Call for Pope to debunk papal bulls that backed colonisation

Pressure is growing on Rome to explicitly reject a series of 15th century papal bulls and decrees that justified the colonisation of indigenous peoples.

The Leadership Conference of Women Religious in the United States is calling on Pope Francis to clarify and repudiate any remaining legal status of what is known as the “Doctrine of Discovery”.

The LCWR also wants the Pope to issue a pastoral statement to courts of settler nations, urging them to change laws derived from the doctrine.

The Doctrine of Discovery is a series of papal bulls, or decrees, which gave Christian explorers the right to lay claim to any land that was not inhabited by Christians and was available to be “discovered”.

If its inhabitants could be converted, they might be spared. If not, they could be enslaved or killed.

The Doctrine of Discovery remains influential in legal circles and, since 1823, has been enshrined in US law.

It is often cited as a way of arguing that nomadic Native American Indians occupied the land, but did not own it.

In 2005, US Supreme Court Justice Ruth Bader Ginsburg cited the doctrine in a land-claim ruling against the Oneidas nation.

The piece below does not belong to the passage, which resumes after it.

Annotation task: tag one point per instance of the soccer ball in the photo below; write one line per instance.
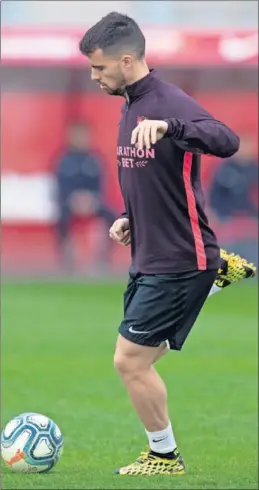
(31, 443)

Late last year, 13 Catholic groups, including the Loreto sisters, officially asked the Pope to rescind the decrees.

“When I learned about it, I was horrified,” said Loreto Sister Maureen Fiedler, who has sent a letter to the Pope on the subject.

Her order marked its 200th anniversary by challenging “the papal sanctioning of Christian enslavement and power over non-Christians”.

US indigenous groups have sought to overturn the doctrine since at least 1984.

In its 2007 Declaration of the Rights of Indigenous Peoples, the United Nations condemned policies like the Doctrine of Discovery.

If the Church was to disavow the doctrine, it would remove a legal argument against tribal land claims, said Oren Lyons, a faith keeper of the Turtle clan in the Onondaga nation.

The Vatican has said that later bulls and papal apologies show the Church no longer supports the doctrine.

“The wrongs done to the indigenous people need to be honestly acknowledged,” Saint John Paul II said in 1998.

He also delivered a sweeping apology in 2000 for the Church’s mistreatment of groups, including indigenous peoples.